Portolan validates defaults when loading metadata.yaml. Invalid defaults cause portolan add to fail with a clear error message.

Temporal Validation

Constraint Requirement
year type Must be an integer (not a string like "2025")
year range Must be between 1800 and 2100
start/end format ISO date string: YYYY-MM-DD
start/end validity Must be a real date (no 2025-02-30)
Mutual exclusion Cannot specify both year and start

Raster Validation

Constraint Requirement
nodata type Must be a number or list of numbers
nodata values Must be finite (no NaN or Infinity)
Per-band list Must match the raster's band count exactly
Empty list Not allowed

Examples

# ✓ Valid
defaults:
  temporal:
    year: 2025              # Integer in range

# ✗ Invalid - will error
defaults:
  temporal:
    year: "2025"            # String instead of integer
    start: "04-15-2025"     # Wrong date format (must be YYYY-MM-DD)

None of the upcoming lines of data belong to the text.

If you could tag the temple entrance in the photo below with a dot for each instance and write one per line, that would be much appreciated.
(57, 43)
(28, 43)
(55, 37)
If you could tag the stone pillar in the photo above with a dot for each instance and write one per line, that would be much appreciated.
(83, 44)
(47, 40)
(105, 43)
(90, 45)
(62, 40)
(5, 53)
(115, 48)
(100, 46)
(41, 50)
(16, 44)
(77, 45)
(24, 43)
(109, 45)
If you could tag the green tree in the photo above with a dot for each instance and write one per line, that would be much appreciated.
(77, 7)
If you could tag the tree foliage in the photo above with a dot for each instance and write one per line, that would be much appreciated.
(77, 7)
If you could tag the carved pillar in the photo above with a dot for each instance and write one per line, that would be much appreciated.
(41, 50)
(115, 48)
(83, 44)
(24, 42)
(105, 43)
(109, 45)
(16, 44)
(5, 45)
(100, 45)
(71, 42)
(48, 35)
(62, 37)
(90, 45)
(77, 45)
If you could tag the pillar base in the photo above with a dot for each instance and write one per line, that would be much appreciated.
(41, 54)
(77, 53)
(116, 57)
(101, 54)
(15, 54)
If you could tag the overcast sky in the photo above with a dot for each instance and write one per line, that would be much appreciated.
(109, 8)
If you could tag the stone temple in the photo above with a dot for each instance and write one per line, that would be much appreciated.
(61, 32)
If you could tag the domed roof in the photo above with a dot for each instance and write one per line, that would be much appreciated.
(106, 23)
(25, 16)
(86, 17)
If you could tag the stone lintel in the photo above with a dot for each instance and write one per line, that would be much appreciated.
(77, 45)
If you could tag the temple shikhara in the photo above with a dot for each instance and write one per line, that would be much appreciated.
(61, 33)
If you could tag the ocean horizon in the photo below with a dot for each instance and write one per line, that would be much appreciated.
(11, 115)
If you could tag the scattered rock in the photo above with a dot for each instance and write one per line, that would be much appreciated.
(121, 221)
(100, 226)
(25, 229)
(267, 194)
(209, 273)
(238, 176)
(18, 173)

# ✗ Invalid - mutual exclusion
defaults:
  temporal:
    year: 2025
    start: "2025-04-15"     # Error: can't specify both

# ✗ Invalid - per-band mismatch
defaults:
  raster:
    nodata: [0, 0, 255, 127]  # Error if raster only has 3 bands

Example: Philadelphia Aerial Imagery

Real-world example from a catalog with 947 COG tiles:

# aerial-imagery/2025/.portolan/metadata.yaml

contact:
  name: "Nissim Lebovits"
  email: "nlebovits@pm.me"

license: "LicenseRef-CityOfPhiladelphia"
attribution: "City of Philadelphia / PASDA"

defaults:
  temporal:
    year: 2025    # All 2025 imagery defaults to 2025-01-01

  raster:
    nodata: 0     # Black collar pixels are nodata

This sets consistent metadata across all 947 items without requiring per-file flags.